In some situations, especially when dealing with very large models, we can observe a significant increase in memory consumption when retrieving solution attributes after optimization in Python. The memory increase can be much larger than the size of the corresponding attribute array.
This effect can be more visible if the model is not solved locally but on a remote server (Gurobi Instant Cloud or Compute Server), when much less memory is consumed on the client machine.
The reason for this memory increase is that some Python objects for handling the model must first be created to store the queried attributes.
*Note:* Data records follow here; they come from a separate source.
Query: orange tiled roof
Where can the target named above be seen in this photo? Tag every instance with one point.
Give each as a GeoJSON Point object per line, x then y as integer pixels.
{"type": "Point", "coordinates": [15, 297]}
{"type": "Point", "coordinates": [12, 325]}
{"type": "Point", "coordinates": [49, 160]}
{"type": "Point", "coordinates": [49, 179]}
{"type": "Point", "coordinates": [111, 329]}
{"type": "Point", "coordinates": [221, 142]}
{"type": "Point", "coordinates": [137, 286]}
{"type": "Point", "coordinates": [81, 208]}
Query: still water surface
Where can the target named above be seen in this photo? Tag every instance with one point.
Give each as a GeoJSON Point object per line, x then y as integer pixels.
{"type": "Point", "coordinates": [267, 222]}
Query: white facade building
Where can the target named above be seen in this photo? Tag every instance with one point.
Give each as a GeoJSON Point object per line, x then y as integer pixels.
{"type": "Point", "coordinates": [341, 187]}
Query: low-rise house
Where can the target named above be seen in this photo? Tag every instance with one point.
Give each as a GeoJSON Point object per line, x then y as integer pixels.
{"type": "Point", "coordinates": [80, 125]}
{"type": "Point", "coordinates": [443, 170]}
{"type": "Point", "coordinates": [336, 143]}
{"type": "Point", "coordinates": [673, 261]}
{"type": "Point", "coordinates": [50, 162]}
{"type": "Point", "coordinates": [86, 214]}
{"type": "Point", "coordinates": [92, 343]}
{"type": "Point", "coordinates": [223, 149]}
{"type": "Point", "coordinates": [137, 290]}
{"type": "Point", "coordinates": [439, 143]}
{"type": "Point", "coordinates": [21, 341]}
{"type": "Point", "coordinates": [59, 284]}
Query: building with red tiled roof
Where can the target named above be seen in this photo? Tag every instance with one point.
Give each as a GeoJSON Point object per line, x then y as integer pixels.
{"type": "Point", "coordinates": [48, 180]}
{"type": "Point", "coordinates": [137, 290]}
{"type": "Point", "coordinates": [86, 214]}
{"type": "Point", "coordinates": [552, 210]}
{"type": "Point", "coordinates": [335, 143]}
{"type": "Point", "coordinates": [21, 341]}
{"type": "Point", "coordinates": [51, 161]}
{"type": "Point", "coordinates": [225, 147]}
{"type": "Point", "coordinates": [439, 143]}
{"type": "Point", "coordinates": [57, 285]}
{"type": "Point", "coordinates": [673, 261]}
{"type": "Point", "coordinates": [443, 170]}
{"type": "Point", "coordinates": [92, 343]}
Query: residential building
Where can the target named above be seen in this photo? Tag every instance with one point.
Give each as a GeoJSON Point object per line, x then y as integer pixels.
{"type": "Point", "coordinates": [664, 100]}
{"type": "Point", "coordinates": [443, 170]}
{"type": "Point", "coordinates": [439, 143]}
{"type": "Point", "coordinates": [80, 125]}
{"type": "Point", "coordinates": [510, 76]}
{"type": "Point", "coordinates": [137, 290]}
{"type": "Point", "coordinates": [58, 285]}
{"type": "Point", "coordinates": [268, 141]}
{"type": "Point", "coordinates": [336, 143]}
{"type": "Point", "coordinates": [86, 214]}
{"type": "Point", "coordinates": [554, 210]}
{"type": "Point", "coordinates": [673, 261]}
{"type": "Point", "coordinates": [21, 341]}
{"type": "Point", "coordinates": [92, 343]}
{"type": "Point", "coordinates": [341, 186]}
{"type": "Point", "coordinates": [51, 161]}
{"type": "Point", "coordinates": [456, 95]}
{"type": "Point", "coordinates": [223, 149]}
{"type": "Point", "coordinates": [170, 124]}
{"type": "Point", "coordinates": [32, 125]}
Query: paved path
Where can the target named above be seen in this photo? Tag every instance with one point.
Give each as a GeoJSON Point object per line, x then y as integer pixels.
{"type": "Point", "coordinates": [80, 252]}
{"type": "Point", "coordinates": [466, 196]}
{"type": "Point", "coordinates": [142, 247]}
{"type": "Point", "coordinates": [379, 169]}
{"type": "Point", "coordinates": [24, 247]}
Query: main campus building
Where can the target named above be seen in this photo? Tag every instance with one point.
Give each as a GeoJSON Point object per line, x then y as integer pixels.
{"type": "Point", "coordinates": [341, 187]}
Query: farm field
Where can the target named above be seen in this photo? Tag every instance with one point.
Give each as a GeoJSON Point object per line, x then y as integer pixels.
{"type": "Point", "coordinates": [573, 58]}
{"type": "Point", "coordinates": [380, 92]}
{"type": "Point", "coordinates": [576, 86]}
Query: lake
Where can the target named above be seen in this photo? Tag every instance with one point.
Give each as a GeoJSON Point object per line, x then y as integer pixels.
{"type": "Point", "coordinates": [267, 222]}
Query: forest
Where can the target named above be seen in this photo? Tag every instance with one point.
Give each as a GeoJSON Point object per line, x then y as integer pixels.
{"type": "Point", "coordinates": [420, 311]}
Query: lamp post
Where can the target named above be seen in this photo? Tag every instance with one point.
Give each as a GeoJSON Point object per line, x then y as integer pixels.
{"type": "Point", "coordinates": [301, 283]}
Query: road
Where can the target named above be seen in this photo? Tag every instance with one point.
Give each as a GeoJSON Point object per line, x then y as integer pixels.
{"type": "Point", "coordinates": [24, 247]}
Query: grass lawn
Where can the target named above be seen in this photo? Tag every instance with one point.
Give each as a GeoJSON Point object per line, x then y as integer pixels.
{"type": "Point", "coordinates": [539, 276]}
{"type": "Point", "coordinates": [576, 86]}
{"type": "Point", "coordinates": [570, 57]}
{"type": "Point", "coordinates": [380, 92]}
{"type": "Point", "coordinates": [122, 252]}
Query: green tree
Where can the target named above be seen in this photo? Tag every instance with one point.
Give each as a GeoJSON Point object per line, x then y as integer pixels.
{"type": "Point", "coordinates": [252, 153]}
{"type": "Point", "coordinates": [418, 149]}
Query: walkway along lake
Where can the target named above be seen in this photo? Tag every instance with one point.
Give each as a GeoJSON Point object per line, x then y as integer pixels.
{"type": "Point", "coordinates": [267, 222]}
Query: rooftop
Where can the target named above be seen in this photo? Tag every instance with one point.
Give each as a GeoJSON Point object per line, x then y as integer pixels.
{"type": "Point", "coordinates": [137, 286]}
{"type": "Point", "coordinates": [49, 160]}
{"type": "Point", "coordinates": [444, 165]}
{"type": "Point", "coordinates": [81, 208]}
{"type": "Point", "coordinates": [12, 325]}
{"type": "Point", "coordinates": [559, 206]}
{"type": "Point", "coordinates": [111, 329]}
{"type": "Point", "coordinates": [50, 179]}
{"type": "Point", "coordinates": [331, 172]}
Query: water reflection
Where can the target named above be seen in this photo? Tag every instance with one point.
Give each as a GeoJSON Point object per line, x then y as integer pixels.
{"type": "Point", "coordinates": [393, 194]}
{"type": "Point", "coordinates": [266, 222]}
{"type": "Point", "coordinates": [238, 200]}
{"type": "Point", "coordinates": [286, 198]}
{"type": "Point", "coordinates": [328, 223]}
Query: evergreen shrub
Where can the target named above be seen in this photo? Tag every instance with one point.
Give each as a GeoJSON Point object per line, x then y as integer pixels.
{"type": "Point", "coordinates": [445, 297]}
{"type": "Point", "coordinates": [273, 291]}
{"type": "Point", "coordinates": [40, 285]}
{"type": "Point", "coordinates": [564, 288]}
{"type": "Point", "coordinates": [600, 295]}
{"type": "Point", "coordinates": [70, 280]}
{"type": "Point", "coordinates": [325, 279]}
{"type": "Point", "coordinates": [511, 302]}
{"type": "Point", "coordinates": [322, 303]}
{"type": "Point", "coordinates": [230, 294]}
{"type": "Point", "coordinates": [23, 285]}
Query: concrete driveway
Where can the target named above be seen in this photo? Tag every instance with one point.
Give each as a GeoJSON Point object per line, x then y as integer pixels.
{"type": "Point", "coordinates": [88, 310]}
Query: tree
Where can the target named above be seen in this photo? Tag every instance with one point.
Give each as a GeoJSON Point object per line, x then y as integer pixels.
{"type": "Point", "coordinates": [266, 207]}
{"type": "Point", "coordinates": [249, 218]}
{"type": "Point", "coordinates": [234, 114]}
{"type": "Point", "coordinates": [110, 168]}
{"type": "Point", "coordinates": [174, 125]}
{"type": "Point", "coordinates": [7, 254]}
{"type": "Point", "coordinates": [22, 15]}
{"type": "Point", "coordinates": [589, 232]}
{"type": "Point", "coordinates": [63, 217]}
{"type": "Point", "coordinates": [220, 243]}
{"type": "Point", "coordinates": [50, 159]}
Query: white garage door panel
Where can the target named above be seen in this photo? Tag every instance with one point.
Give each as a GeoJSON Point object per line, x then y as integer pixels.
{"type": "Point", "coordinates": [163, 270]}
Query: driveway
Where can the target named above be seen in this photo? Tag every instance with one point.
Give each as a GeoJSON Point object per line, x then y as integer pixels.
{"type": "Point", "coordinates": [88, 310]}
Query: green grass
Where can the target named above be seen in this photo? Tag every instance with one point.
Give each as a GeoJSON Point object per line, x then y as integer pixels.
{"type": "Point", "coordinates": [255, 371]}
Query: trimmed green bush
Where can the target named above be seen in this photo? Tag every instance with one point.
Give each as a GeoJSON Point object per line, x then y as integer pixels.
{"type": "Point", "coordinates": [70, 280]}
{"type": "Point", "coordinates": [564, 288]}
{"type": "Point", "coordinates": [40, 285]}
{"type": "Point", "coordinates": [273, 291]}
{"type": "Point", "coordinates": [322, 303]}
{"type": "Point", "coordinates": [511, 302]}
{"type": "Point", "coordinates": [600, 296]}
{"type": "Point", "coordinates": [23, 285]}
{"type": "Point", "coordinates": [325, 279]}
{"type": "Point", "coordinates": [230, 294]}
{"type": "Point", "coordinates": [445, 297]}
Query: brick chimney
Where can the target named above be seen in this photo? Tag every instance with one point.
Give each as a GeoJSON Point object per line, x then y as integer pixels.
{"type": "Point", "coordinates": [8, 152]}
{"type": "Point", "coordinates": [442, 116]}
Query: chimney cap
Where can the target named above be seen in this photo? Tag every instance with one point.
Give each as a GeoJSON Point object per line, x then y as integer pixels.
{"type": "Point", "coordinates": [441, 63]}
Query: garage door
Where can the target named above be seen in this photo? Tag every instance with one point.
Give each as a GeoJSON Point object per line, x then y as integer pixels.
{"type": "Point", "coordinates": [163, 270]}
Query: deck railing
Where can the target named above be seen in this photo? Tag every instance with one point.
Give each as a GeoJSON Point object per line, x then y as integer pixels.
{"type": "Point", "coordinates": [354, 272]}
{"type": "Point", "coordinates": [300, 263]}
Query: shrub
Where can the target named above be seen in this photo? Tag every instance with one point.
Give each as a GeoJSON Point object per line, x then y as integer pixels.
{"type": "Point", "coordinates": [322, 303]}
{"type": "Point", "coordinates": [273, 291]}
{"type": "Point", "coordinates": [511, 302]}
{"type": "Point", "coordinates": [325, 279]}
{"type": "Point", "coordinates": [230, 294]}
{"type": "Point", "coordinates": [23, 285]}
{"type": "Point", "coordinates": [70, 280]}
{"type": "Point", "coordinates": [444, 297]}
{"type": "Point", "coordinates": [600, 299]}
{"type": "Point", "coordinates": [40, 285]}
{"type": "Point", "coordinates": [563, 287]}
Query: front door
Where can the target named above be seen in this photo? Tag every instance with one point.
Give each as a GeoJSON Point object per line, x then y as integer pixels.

Those Python objects might not have existed before, for example, if the model is read from a file and solved without any further modifications:
import gurobipy as gp
model = gp.read("model.mps")
model.optimize()
# Python objects are created before solution values can be retrieved
values = model.getAttr("X", model.getVars())
Third-party optimization libraries often work this way: They create the model in their own data structures, write it to a file in a standardized modeling format, and read it in again with solver-specific APIs.
If one is interested only in the solution information, there are workarounds to avoid the delayed creation of the Python objects, as discussed in the following.
Write solution to a file
Instead of storing the solution in Python objects, the solution values can be written directly to a file with:
model.write("solution.sol")
Retrieve solution information in JSON format
Alternatively, solution information can be queried in JSON format with:
json_string = model.getJSONSolution()
The resulting text string needs to be parsed, e.g., with Python package json. The benefit of this method is that the string contains much more information than just the solution values, see the description of the JSON format.